Iosif Stalin fu un dittatore paranoico, sanguinario e spietato. Accanto alla tragedia maggiore dei molti innocenti arrestati, imprigionati, deportati o sommariamente giustiziati, ce ne fu un'altra, minore, ma significativa sul piano ideologico e politico: fare scivolare la spinta liberatrice della Rivoluzione d'Ottobre in un esercizio di potere fine a se stesso, assurdo e circolare, in cui la personalità del capo diventa nume tutelare e angosciante, le procedure burocratiche santificano il travisamento della realtà e gli uomini, così avulsi da ogni forma di verità, diventano, da eroi del Popolo, pedine miopi e spaventate di un gioco perverso che non possono fare altro che subire.

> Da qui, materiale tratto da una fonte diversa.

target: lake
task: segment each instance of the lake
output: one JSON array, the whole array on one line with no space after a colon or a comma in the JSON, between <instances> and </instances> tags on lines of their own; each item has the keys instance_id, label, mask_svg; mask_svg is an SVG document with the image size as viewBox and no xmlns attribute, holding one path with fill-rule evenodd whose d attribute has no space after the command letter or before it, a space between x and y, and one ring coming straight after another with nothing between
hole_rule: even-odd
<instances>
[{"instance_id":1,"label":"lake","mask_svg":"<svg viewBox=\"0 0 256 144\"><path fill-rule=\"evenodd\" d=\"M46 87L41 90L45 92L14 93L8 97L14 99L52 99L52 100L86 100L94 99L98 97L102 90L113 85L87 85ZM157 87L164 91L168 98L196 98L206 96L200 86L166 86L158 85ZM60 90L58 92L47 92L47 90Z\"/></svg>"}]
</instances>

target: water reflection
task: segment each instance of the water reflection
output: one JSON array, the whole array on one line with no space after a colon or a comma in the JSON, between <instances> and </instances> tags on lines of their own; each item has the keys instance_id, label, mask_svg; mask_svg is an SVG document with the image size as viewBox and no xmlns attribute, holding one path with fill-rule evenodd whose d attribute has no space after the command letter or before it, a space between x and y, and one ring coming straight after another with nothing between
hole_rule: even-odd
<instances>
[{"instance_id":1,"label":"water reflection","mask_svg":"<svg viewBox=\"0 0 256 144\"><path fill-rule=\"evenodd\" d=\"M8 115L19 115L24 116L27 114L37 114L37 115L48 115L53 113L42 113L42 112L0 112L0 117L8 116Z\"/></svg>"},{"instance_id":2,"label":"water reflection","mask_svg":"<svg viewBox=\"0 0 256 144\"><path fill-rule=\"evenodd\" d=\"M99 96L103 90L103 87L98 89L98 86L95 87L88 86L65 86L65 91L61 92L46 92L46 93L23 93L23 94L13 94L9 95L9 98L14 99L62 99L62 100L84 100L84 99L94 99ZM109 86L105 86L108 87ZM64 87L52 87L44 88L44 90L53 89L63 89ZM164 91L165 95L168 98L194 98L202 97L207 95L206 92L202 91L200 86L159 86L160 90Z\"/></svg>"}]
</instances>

Con Stalin, l'Unione Sovietica senza saperlo aveva di fatto già abdicato ad ogni suo progetto di guida mondiale del proletariato e di liberazione dell'umanità: non più (forse mai) uno statista in grado di influenzare le umane e progressive sorti, Stalin diventa feticcio, corpo e immagine di uno status quo monolitico da mantenere e preservare. Fabien Nury e Thierry Robin sembrano particolarmente interessati a sottolineare tutti questi aspetti e lo fanno con un'operazione intelligente ed elegante: restringere il campo ai momenti immediatamente precedenti e successivi alla morte del dittatore sovietico, giocando abilmente con generi e influenze diverse, dati storiografici e caratterizzazioni grafiche dei personaggi.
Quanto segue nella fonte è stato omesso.